I'm designing an application that receives information from roughly 100k sensors that measure time-series data. Each sensor measures a single integer data point once every 15 minutes, saves a log of these values, and sends that log to my application once every 4 hours. My application should maintain about 5 years of historical data. The packet I receive once every 4 hours is of the following structure:
Data and time of the sequence start
Number of samples to arrive (assume this is fixed for the sake of simplicity, although in practice there may be partials)
The sequence of samples, each of exactly 4 bytes
My application's main usage scenario is showing graphs of composite signals at certain dates. When I say "composite" signals I mean that for example I need to show the result of adding Sensor A's signal to Sensor B's signal and subtracting Sensor C's signal.
My dilemma is how to store this time-series data in my database. I see two options, assuming I use a relational database:
Store every sample in a row of its own: when I receive a signal, break it to samples, and store each sample separately with its timestamp. Assume the timestamps can be normalized across signals.
Store every 4-hour signal as a separate row with its starting time. In this case, whenever a signal arrives, I just add it as a BLOB to the database.
There are obvious pros and cons for each of the options, including storage size, performance, and complexity of the code "above" the database.
I wondered if there are best practices for such cases.
Many thanks.
Storing each sample in it's own row sounds simple and logical to me. Don't be too hasty to optimize unless there is actually a good reason for it. Maybe you should do some tests with dummy data to see if any optimization is really necessary.
I think storing the data in the form that makes it easiest to carry out your main goal is likely the least painful overall. In this case, it's likely the more efficient as well.
Since your main goal appears to be to display the information in interesting and flexible ways I'd go with separate rows for each data point. I presume most of the effort required to write this program well is likely on the display side, you should minimize the complexity on that side as much as possible.
Storing data in BLOBs is good if the content isn't relevent and you would never want to run queries against it. In this case, your data will be the contents of the database, and therefore, very relevent.
I think you should:
1.Store every sample in a row of its own: when I receive a signal, break it to samples, and store each sample separately with its timestamp. Assume the timestamps can be normalized across signals.
I see two database operations here: the first is to store the data as it comes in, and the second is to retrieve the data in a (potentially large) number of ways.
As Kieveli says, since you'll be using discrete parts of the data (as opposed to all of the data all at once), storing it as a blob won't help you when it comes time to read it. So for the first task, storing the data line by line would be optimal.
This might also be "good enough" when querying the data.

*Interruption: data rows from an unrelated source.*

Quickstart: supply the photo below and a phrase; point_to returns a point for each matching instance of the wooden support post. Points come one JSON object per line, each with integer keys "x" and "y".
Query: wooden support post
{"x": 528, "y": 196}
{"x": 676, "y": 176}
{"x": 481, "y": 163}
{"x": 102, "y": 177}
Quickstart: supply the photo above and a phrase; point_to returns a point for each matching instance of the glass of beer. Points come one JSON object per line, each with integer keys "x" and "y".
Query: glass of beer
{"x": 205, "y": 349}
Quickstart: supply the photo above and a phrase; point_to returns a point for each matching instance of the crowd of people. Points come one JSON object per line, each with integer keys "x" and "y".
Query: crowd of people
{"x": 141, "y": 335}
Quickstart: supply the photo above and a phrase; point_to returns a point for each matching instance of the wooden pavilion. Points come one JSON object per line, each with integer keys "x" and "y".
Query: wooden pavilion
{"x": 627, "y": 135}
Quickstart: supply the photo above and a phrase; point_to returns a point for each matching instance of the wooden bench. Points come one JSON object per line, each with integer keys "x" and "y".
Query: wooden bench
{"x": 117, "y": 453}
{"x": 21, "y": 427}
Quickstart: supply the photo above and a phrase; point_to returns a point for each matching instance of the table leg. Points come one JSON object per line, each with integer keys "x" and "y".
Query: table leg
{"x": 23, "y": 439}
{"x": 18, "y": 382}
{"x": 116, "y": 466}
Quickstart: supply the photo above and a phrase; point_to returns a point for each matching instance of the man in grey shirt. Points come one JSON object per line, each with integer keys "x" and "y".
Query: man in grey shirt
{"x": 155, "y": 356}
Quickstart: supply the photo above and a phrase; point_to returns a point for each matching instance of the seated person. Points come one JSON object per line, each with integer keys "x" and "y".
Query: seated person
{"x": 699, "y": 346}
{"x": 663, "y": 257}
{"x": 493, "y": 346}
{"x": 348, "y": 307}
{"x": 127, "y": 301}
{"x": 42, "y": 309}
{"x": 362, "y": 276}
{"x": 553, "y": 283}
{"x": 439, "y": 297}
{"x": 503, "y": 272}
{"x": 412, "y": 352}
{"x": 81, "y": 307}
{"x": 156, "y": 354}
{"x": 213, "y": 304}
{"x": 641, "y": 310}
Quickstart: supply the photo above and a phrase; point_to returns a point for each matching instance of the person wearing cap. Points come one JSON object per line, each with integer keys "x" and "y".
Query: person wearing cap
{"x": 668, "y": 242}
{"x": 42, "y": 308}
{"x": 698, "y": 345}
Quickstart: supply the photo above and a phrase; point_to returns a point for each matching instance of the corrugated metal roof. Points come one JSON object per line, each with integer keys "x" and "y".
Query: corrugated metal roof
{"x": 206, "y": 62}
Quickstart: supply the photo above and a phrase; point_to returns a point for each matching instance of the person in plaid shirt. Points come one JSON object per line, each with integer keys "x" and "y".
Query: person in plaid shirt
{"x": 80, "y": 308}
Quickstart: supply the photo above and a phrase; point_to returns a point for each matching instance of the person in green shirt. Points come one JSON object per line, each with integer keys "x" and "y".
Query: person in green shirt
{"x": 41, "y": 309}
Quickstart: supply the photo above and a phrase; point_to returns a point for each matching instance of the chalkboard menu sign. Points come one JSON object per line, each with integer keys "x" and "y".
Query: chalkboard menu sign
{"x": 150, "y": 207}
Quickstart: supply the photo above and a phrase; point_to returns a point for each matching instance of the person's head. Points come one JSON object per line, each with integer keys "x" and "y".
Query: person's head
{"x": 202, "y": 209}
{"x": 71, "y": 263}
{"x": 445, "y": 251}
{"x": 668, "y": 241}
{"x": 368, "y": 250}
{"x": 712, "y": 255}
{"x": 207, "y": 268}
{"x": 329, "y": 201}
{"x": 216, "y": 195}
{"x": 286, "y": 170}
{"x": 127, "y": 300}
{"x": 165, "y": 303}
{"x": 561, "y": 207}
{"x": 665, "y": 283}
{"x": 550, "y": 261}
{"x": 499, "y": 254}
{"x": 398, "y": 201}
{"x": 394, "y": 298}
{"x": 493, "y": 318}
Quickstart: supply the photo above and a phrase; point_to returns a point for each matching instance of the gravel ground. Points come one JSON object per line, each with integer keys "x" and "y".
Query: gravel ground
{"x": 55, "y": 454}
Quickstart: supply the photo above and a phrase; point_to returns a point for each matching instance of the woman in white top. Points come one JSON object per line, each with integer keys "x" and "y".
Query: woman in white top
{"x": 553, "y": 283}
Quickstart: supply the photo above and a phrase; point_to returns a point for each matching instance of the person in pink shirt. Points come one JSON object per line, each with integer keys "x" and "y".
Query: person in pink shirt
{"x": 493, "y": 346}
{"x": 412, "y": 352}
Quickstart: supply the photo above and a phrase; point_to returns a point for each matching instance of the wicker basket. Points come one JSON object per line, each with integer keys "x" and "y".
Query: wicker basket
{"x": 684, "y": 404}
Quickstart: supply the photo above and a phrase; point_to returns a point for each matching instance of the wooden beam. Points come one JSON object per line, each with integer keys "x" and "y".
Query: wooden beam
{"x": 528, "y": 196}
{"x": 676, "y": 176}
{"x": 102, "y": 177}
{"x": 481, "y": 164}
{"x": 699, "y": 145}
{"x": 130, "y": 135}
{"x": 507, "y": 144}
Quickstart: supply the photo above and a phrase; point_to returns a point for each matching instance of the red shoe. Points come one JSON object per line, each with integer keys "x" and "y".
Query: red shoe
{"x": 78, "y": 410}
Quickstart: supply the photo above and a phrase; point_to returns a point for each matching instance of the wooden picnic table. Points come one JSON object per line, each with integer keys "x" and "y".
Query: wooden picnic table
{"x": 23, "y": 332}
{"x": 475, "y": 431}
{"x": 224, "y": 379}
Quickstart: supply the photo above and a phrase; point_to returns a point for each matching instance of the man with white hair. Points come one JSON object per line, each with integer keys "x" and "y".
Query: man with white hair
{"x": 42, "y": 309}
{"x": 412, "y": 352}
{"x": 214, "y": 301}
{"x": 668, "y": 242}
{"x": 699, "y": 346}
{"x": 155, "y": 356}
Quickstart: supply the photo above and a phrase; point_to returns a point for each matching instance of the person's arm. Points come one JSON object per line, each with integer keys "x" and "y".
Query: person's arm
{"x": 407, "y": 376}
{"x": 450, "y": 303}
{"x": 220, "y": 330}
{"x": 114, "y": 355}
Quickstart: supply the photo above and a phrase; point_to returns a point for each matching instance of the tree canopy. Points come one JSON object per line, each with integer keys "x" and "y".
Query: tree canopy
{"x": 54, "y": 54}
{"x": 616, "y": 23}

However, if performance is an issue, and/or if you get massive amounts of volume [100,000 sensors x 1 per 15 minutes x 4 hours = 9,600,000 rows per day, x 5 years = 17,529,600,000 or so rows in five years]. To my mind, if you want to write flexible queries against that kind of data, you'll want some form of star schema structure (as gets used in data warehouses).
Whether you load the data directly into the warehouse, or let it build up "row by row" to be added to the warehouse ever day/week/month/whatever, depends on time, effort, available resources, and so on.
A final suggestion: when you set up a test environment for your new code, load it with several years of (dummy) data, to see how it will perform.